Die Mär von den erfrischenden Grünen

Kurz: Ich teile den verklärten Blick vieler auf eine zu Beginn erfreulich erfrischende grüne Bewegung nicht. Bei den frühen Grünen zogen von Anfang an die Leute der sogenannten K(ommunistischen)-Gruppen die Strippen, die völlig unromantische Machtinteressen zielstrebig verfolgten. Wer sich den Weg von Jürgen Trittin anschaut, versteht, wovon ich spreche. Die tatsächlichen Romantiker unter den frühen Grünen blieben alle auf der Strecke, einige auf tragische Weise. Bei den heutigen Grünen ist nur der nackte Griff nach der unkontrollierten Macht übrig geblieben, nun romantisch kindisch bei den Galionsfiguren verklärt. Hinter dem medialen Theatervorhang agieren die alten und neuen Trittins. Unter den Anhängern und Aktiven der Grünen sehe ich nach wie vor eine Generation treuer Leute mit den besten Absichten, aber blind für alles, was inzwischen geschehen ist.

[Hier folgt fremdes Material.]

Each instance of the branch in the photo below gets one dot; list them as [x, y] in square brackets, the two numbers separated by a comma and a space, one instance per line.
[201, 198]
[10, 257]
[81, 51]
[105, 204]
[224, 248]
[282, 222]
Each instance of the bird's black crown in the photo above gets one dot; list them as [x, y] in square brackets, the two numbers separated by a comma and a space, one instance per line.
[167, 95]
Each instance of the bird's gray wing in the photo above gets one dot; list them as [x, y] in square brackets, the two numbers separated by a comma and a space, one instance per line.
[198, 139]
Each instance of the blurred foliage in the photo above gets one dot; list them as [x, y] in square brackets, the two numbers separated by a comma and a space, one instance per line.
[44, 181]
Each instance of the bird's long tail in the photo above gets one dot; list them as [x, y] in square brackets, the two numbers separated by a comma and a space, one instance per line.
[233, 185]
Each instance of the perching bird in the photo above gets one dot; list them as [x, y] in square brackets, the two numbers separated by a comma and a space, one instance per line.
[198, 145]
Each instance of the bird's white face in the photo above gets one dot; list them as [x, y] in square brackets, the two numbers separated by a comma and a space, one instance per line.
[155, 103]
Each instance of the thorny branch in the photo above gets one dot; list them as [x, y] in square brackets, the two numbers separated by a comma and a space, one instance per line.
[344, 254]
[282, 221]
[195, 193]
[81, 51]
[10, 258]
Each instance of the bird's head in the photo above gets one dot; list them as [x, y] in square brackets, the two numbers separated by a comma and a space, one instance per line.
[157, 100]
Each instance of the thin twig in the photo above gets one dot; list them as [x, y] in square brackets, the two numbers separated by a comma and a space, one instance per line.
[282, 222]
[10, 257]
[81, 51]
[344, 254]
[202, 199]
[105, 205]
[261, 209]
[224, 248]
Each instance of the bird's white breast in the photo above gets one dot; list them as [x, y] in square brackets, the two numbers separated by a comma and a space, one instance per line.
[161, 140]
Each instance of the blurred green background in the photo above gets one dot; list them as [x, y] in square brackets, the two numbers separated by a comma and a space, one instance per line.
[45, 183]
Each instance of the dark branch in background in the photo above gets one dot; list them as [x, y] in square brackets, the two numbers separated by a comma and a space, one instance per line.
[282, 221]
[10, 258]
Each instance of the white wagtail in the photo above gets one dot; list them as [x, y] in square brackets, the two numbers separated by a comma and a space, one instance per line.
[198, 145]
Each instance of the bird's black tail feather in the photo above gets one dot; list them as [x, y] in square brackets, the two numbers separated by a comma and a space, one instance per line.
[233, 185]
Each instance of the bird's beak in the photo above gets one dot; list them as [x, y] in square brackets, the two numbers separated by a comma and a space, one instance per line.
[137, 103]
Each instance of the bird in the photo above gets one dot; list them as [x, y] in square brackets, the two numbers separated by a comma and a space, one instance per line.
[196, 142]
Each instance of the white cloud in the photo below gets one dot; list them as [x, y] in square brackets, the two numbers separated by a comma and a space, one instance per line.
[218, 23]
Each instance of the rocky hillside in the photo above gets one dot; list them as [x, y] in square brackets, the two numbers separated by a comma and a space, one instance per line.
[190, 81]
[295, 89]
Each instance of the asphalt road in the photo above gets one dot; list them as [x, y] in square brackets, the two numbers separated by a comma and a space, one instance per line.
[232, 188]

Nicht wenige von ihnen sind 1982 am Ende der sozialliberalen Koalition von der FDP zu den Grünen gegangen.

Kunst- und Hoffnungsfigur „Bürgerlich“

Nun zu meinem Problem mit einigen TE-Autoren. Etliche von ihnen haben oft über den Zustand der Bonner Parteien geschrieben und analysiert, dass CDU, SPD und FDP zwar immer noch so heißen, aber mit ihrer früheren Identität wenig bis nichts mehr gemeinsam haben. Für keine Partei gilt das mehr als die Union. Diese und die FDP bezeichnen aber dieselben Autoren unverdrossen mit dem alten Begriff der bürgerlichen Parteien oder des bürgerlichen Lagers. Wie das? Die Union ist nicht mehr christdemokratisch, konservativ und liberal, soll aber „bürgerlich“ sein? Die FDP erinnert nur noch an ihre Tradition als Partei des gleichen Rechts aller vor dem Gesetz, wenn Kubicki oder Baum nostalgische Statements abgeben. Aber was an der FDP ist bitte liberal oder „bürgerlich“?

Anders ausgedrückt: Diesselben TE-Autoren, die CDU und FDP viel öfter und viel schärfer als ich als Parteien analysiert haben, die mit ihrem früheren Zustand nichts mehr gemein haben, sprechen auch nun vor der Bundestagswahl davon, dass eine „bürgerliche Koalition“ besser wäre als eine Rotgrünrote. Wobei „bürgerliche Koalition“ verschämt verbirgt, dass da ja die Grünen dabei wären. Also jene Partei, die eines jedenfalls bewiesen hat, nämlich, dass sie sich mit Hilfe steuerfínanzierter NGOs, Haltungsmedien und anderen Teilen eines umfassenden Netzwerks von Aktivisten unter den Augen unkritischer und obrigkeitsgläubiger Bürger in allen Teilen von Staat und organisierter Gesellschaft breit gemacht haben.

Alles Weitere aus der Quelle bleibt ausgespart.